Kadınlarda çok sık rastlanan meme kistlerinin büyük çoğunluğunu basit meme kistleri oluşturur. Basit meme kistleri görüntüleme yöntemlerinde iyi sınırlı içi sıvı dolu yapılardır. Memede rahatsızlık hiissi oluşturmadığı sürece müdahale gerektirmez.  Ağrı yapan basit meme kistlerinde iğne ile kistin boşaltılması rahatlama sağlar. Basit meme kistlerinin kötü huylu hastalıklara dönüşüm riski yoktur. Diğer iki meme kisti türü komplike meme kisti ve kompleks meme kistidir. Komplike meme kistlerinde habis dönüşüm riski %1’in altındadır ve  takip yeterlidir.

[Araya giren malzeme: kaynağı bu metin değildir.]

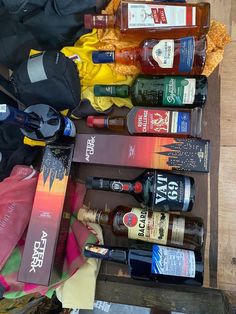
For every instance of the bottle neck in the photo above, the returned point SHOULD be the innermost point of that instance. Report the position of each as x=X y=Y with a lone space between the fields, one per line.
x=105 y=122
x=103 y=252
x=15 y=116
x=122 y=91
x=99 y=21
x=93 y=216
x=121 y=186
x=127 y=56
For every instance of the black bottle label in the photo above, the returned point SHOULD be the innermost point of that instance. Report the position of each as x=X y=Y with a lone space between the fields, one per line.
x=173 y=262
x=170 y=192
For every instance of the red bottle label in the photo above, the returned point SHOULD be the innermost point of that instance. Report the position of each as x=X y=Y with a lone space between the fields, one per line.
x=152 y=121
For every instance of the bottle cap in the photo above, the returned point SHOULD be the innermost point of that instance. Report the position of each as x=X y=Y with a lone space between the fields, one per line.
x=90 y=120
x=96 y=122
x=104 y=56
x=88 y=21
x=89 y=182
x=98 y=90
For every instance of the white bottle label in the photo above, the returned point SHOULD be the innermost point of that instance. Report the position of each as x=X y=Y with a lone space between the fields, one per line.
x=163 y=53
x=70 y=129
x=189 y=91
x=150 y=15
x=173 y=262
x=147 y=225
x=178 y=228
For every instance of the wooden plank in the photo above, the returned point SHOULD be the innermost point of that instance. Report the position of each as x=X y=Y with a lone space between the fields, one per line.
x=227 y=220
x=228 y=96
x=191 y=300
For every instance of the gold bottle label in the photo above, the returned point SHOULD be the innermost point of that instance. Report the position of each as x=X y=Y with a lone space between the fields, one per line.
x=147 y=226
x=86 y=214
x=178 y=229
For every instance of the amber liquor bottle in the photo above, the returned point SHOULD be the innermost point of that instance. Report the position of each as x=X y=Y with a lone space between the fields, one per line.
x=154 y=189
x=183 y=56
x=158 y=20
x=161 y=91
x=144 y=225
x=152 y=121
x=159 y=263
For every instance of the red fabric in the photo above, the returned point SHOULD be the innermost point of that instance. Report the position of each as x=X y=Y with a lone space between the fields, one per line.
x=16 y=200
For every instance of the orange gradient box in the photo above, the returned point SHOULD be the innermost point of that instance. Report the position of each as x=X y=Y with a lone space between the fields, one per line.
x=44 y=249
x=165 y=153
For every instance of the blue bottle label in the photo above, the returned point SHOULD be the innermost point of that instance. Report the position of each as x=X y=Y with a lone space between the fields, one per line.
x=70 y=129
x=187 y=51
x=180 y=122
x=173 y=262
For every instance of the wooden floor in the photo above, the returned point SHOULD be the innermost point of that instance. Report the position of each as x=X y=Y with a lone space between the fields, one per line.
x=225 y=11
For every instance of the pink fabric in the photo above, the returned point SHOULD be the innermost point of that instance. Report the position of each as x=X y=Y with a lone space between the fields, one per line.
x=16 y=200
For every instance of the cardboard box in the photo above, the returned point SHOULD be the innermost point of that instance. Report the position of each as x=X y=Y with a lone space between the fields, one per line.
x=143 y=152
x=44 y=250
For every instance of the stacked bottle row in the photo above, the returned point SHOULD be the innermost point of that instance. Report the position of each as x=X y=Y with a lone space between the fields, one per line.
x=171 y=58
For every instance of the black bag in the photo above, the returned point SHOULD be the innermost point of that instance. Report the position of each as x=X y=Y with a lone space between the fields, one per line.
x=39 y=25
x=48 y=78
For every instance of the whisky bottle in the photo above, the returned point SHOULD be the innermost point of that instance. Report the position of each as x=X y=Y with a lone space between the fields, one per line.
x=160 y=263
x=183 y=56
x=155 y=227
x=39 y=122
x=153 y=90
x=156 y=190
x=152 y=121
x=144 y=19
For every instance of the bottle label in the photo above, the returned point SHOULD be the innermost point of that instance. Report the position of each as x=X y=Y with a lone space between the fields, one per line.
x=118 y=186
x=187 y=52
x=171 y=192
x=149 y=15
x=180 y=122
x=152 y=121
x=178 y=228
x=178 y=91
x=173 y=262
x=70 y=129
x=163 y=53
x=3 y=108
x=88 y=215
x=147 y=226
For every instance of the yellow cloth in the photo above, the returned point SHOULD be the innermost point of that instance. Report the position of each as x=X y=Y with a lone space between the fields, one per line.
x=78 y=291
x=91 y=73
x=28 y=141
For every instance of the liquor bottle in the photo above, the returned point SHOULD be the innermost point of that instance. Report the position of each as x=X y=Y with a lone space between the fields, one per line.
x=144 y=19
x=153 y=90
x=156 y=190
x=39 y=122
x=183 y=56
x=155 y=227
x=181 y=123
x=162 y=263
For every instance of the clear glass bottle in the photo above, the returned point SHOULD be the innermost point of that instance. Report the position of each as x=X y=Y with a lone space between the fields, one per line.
x=183 y=56
x=152 y=121
x=157 y=20
x=156 y=90
x=145 y=225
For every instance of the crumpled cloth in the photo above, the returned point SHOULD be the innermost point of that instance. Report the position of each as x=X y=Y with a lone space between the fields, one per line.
x=79 y=290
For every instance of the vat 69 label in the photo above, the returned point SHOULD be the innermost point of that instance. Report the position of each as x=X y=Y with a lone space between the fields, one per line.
x=147 y=226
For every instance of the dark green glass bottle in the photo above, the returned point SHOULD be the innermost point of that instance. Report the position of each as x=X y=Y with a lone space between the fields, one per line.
x=167 y=91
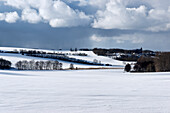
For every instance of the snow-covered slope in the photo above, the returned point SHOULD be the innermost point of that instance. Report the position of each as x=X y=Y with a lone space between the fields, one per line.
x=94 y=91
x=91 y=56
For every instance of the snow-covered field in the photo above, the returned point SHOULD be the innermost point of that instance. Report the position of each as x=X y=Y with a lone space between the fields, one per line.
x=93 y=91
x=91 y=56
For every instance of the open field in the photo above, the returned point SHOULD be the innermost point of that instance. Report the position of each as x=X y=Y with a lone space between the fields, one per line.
x=78 y=91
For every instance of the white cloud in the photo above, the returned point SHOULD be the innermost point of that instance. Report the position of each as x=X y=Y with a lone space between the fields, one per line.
x=30 y=15
x=56 y=13
x=96 y=38
x=118 y=16
x=151 y=15
x=9 y=17
x=132 y=38
x=2 y=16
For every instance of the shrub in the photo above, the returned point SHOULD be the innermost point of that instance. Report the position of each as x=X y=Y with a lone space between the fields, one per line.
x=5 y=64
x=127 y=67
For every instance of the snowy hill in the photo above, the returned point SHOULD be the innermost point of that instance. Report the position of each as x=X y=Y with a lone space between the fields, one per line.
x=89 y=58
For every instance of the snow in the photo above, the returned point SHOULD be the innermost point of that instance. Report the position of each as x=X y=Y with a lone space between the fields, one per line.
x=93 y=91
x=91 y=56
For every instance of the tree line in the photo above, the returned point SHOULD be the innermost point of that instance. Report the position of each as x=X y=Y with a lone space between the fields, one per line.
x=159 y=63
x=5 y=64
x=38 y=65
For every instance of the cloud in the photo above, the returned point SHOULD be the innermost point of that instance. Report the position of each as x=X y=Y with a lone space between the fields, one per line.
x=133 y=39
x=57 y=13
x=2 y=16
x=118 y=16
x=31 y=16
x=152 y=15
x=9 y=17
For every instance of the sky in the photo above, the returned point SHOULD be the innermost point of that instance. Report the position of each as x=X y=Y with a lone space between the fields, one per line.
x=64 y=24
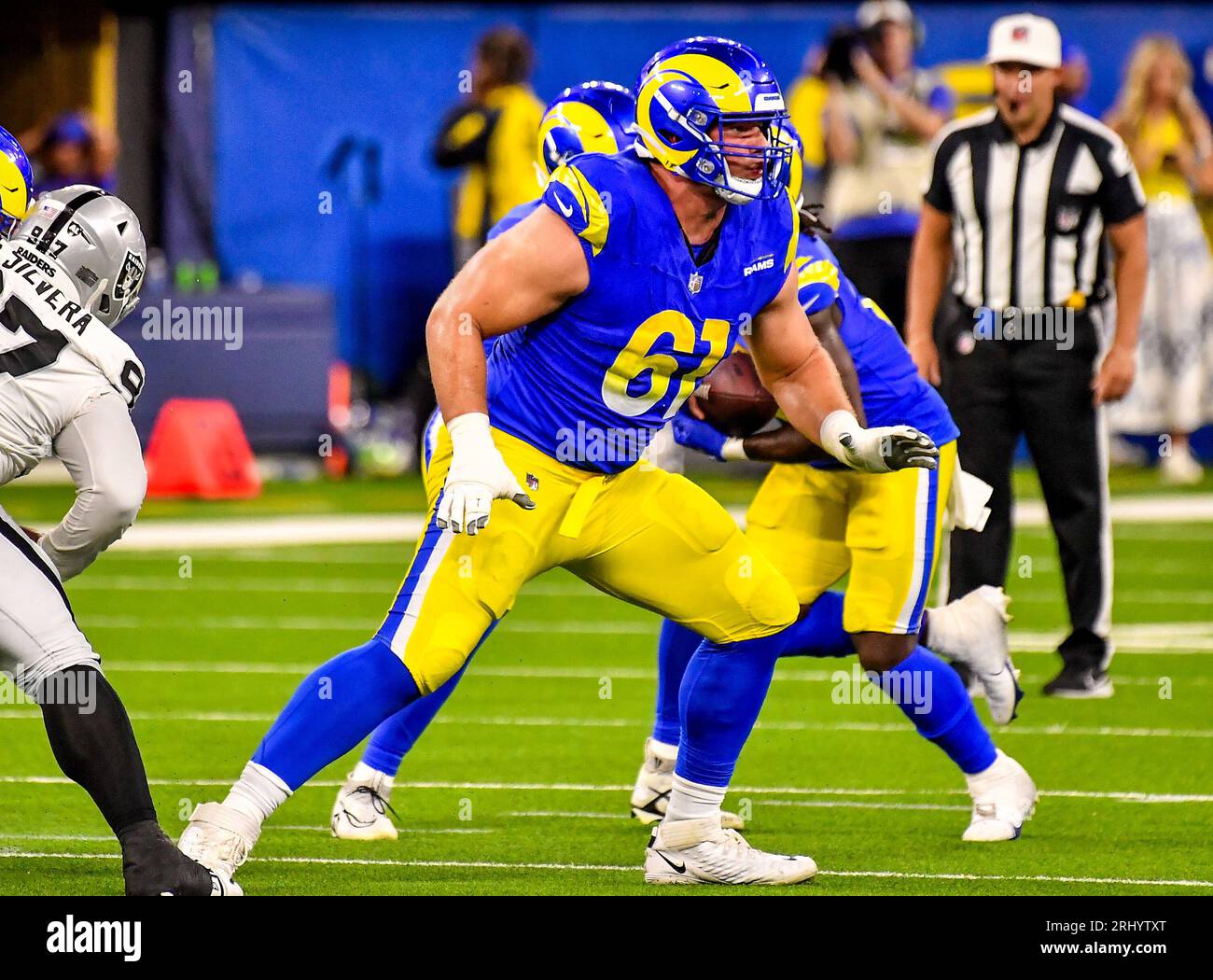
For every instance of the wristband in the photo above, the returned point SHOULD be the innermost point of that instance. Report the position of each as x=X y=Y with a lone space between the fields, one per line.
x=469 y=429
x=734 y=450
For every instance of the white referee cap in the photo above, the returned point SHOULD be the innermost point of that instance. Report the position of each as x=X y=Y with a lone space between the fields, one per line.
x=873 y=12
x=1026 y=39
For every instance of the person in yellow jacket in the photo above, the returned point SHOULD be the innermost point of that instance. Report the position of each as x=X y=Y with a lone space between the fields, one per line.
x=492 y=137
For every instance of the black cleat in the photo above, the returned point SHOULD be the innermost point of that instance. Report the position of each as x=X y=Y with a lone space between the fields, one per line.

Kompleks kistlerde ise risk daha yüksektir ve biyopsi ile tanı netleştirilmelidir.

 

Onkoplastik Meme Cerrahisi

Meme koruyucu cerrahi uygulandığında kalan meme görüntüsünün tatmin edici düzeyde olmadığı durumlarda onkolojik cerrahi ve plastik cerrahi prosedürlerinin birlikte kullanılması ile meme koruyucu cerrahinin uygulanabilir hale getirilmesi onkoplastik cerrahidir.  Meme dokusunun %20’den fazlasının alındığı durumlarda, iri meme ya da memede sarkma mevcutsa, geniş alan cildin çıkarıldığı durumlarda onkoplastik prosedürlerden yararlanılır. Onkoplastik cerrahi günümüzde az sayıda merkezde uygulanan ileri düzey uzmanlık gerektiren bir prosedürdür.  Hastalığın giderilmesi ile illgili başarısı memenin alındığı cerrahi ile eşdeğerdir. Kozmetik kazanımlar ise diğer meme cerrahisi prosedürlerine göre çok daha iyidir.

Sayfa içeriği sadece bilgilendirme amaçlıdır, tanı ve tedavi için mutlaka doktorunuza başvurunuz.